En plus de l’ensemble de logements, le programme de MM II comporte donc un centre de tri postal (aujourd’hui désaffecté, L. Arretche arch.),  un ensemble de locaux de service pour la SNCF, un parking public (destiné aux usagers de la gare). Le plan-masse, défini en amont par Urbain Cassan, détermine ce programme, l’implantation des bâtiments et leur volume. Ainsi le volume du parking public et les locaux SNCF déterminent le socle dans lequel le parking privé affecté aux logements et les “caves”  prennent place ; ce socle de deux niveaux aériens supporte une terrasse en partie plantée accessible aux voitures (et aux pompiers), lieu intermédiaire entre l’espace domestique et l’espace public, qui conduit à une implantation des logements en retrait sur la rue. Cette disposition aurait pu ménager, sur deux niveaux, des commerces articulés avec le niveau de la rue : dans la réalisation au contraire, ces deux niveaux, occupés par le niveau des caves et un niveau de parking, sont stérilisés ; l’accès des habitants à l’ascenseur qui dessert la terrasse est un expédient, mais il est le plus fréquenté, en raison de sa disposition proche de l’avenue du Maine, et parce qu’il dessert les deux bâtiments A et B. Les architectes affirment aujourd’hui que leur intention était de disposer l’accès “à partir du jardin”, c’est à dire à partir du boulevard Pasteur.  Les autres accès, au niveau de la rue Mouchotte, sont moins fréquentés. Par contre, les relations directes de la terrasse avec la gare Montparnasse et avec le hall Pasteur sont des commodités appréciables, comme l’accès aux terrasses de l’autre rive de la rue Mouchotte par la passerelle, prévue dès l’origine, et réalisée dans les années 1970 (----?). Mentionnons enfin deux réalisations proches, et d’un grand poids dans l’environnement de Mouchotte, l’hôtel Shératon (aujourd’hui Méridien, P. Dufau arch. 1972-1974), et le jardin Atlantique (F. Brun et M. Péna, paysagiste, 1995). 
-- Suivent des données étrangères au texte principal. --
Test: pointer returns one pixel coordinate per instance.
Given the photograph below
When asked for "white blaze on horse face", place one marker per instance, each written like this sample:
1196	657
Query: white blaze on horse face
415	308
Au moment de la mise en service les logements sont tous locatifs ; leur gestion se répartie entre la COFIMEG (436 logements, partie nord) et le GFC (317 logements, partie sud). Une association des locataires, sensée réunir les locataires de l’immeuble du bd Pasteur et les locataires des immeuble de la rue Mouchotte, est active dès 1966. En 1997, cependant, la partie nord (COFIMEG) a été mise en vente, et a introduit pour cette partie le statut de co-propriété. La gestion aujourd’hui est complexe  : elle est mise en œuvre par un syndicat principal, qui réunit les partenaires actuels de MM II, par un syndicat secondaire, qui représente les propriétaires des appartements, et par un syndic unique. 
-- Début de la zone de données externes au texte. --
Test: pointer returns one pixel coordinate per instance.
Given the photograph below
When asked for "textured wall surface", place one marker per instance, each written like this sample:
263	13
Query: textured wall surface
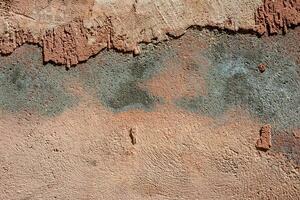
182	119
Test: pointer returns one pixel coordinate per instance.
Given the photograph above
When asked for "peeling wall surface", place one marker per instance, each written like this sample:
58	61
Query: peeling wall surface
138	99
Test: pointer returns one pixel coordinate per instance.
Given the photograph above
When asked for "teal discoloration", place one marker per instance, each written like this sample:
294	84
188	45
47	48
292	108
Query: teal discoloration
234	80
116	78
28	85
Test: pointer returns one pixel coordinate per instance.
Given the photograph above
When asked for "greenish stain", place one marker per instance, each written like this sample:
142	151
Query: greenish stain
28	85
234	80
116	78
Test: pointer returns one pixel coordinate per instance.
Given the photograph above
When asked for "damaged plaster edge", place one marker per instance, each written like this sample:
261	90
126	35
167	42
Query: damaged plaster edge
75	42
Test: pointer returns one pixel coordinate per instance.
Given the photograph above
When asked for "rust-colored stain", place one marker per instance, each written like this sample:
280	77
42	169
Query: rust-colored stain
265	140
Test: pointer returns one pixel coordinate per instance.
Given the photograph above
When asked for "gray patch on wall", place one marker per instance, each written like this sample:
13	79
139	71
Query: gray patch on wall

L’architecture. Le volume de Mouchotte est celui d’une barre unique de 18 niveaux (bâtiment B), complétée au nord par une aile formant retour à 90° (bâtiment A) ; la structure, élaborée et étudiée par l’agence Dubuisson et le bureau d’études SETEC, est construite en béton armé (dalles et refends porteurs) ; la collaboration de l’agence Dubuisson avec la SETEC est ancienne (depuis 1954). La structure est étudiée avant le choix de l’entreprise, soumis à un appel d’offres. Pour les élévations, le projet initial soumis au permis de construire prévoit une façade en éléments préfabriqués de béton armé et une menuiserie acier, qui répond à la volonté d’U. Cassan, et une variante en panneaux de façade en verre et aluminium. Cette soi-disant variante est en fait adoptée par principe en amont, à la suite des études conduites par le chef d’agence, Jean-Pierre Jausserand (dorénavant J-P J), qui fait de la mise au point des panneaux de façade en aluminium et en verre une affaire personnelle depuis son étude d’un premier mur-rideau (acier et verre) en 1954, pour les établissements Jacques Marchand, à Ivry-sur-Seine (achevé en 1961). Réalisée par l’entreprise SEAL, la façade bénéfice d’une subvention de la ville de Paris (sur laquelle il faudrait obtenir des éclaircissements). Ce traitement de la façade, comme une paroi systématiquement lisse, est remarquable ; en outre les éléments d’aluminium anodisé dessinent des effets de trame qui sont la signature de l’architecte à ce moment, “l’écossais Dubuisson”, qui deviendra la figure caractéristique des productions de l’agence. Sur la terrasse, les parties maçonnées ont un parement de mosaïque de pâte de verre, qui deviendra courant dans  les années 1960. Une sculpture en acier Corten et acier inoxydable, de Berto Lardera, un sculpteur italien fixé à Paris, est installée sur la terrasse publique. 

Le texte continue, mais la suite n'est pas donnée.